Stay 1 = chef-led. Tests culinary handoff logistics (visiting chef + Quinten + Captain coordinating). Stay 2 = non-chef tastemaker (author, designer, musician). Tests non-culinary programming logistics (panel dinner, talk, workshop, or similar). Each stay gets a structured retrospective — what broke, what guests said, what economics actually landed vs. modeled.

V · Corporate Offsites

Meagan's Core Channel

This is the demand-generation channel where our product-shape fit is strongest. Corporate offsite producers book whole-house, multi-night, 6–10 people at premium ADRs. That's exactly the TogetherStay shape — and they repeat (quarterly offsites across many clients).

Target pool (~100 reachable)

Sprint target

30 pitches in 2 weeks. Not to book anything immediately — to test whether the channel responds. Validation threshold: 3 site visits booked = channel responds (continue). Fewer than 3 = reassess approach or target list. Apollo + Samantha provide the prospect list; Meagan owns the outreach narrative.

Meagan's time has to shift toward this channel. Candidate for what comes off her plate: daily HubSpot hygiene → weekly batch. Lock this at Tuesday's 1:1.

VI · ACCESS Test

Earning Its Time, Honestly

The earning-its-time test for ACCESS is three things, all measurable in 60 days. If any of these isn't true, ACCESS is a shrine, not a tool:

ACCESS v1 = instrumentation

Before any new features, add analytics (Plausible or PostHog — privacy-respecting, lightweight). Track the full funnel: visit → verify → call booked → stay booked → membership renewed. 2 weeks to baseline, 60 days to signal. No new features until data shows the leak.

ACCESS is the conversion page for demand Trevor and Meagan create. It earns its time only if conversion measurably improves.
VII · Research Backing

Aman's Early Playbook (1988–1995)

Adrian Zecha opened Amanpuri in January 1988 at $4M cost, 40 rooms, self-funded with three friends. Rate was ~5× Phuket luxury competitors on day one. By 1991 Aman had 3 properties (~150 keys) — roughly Guesthouse's current shape. The seven tactics they used:

  1. Pre-launch postcard campaign — 120K recipients, 90 days before opening, location shown but not named
  2. Founder-invites-friends preview at each new property before opening
  3. Premium pricing from day 1 at ~5× comp — no intro discounts, ever
  4. Self-funded, deliberately small scale — supply always slightly short of demand
  5. Word-of-mouth via obsessive service — "nothing reasonable is off the table"
  6. Social-media-native superfan culture (Amanjunkies) — cultivated, not manufactured
  7. ~50% repeat booking rate — the durable engine, the north-star metric

Full research with sources and detailed analysis: Aman_Research_v1_18APR26.md in the same folder.

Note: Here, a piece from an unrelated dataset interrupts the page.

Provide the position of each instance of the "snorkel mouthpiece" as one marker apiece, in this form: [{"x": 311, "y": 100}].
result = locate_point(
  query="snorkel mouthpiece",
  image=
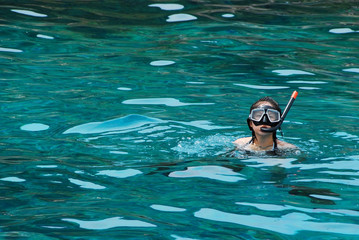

Where Guesthouse already matches the playbook

Premium pricing at 4× national STR avg; supply-constrained; founder-led invites via Golden Ticket; designed to be photographable; Captain + Chef + Guide structure built for the obsessive-service moment.

Where Guesthouse is deliberately different

The ACCESS charter membership mechanic is an addition to the Aman playbook. Aman has no formal membership. Whether ACCESS is a strength (explicit community, lower acquisition cost over time) or a distraction (smart-person procrastination) is the live question that the ACCESS v1 instrumentation will answer.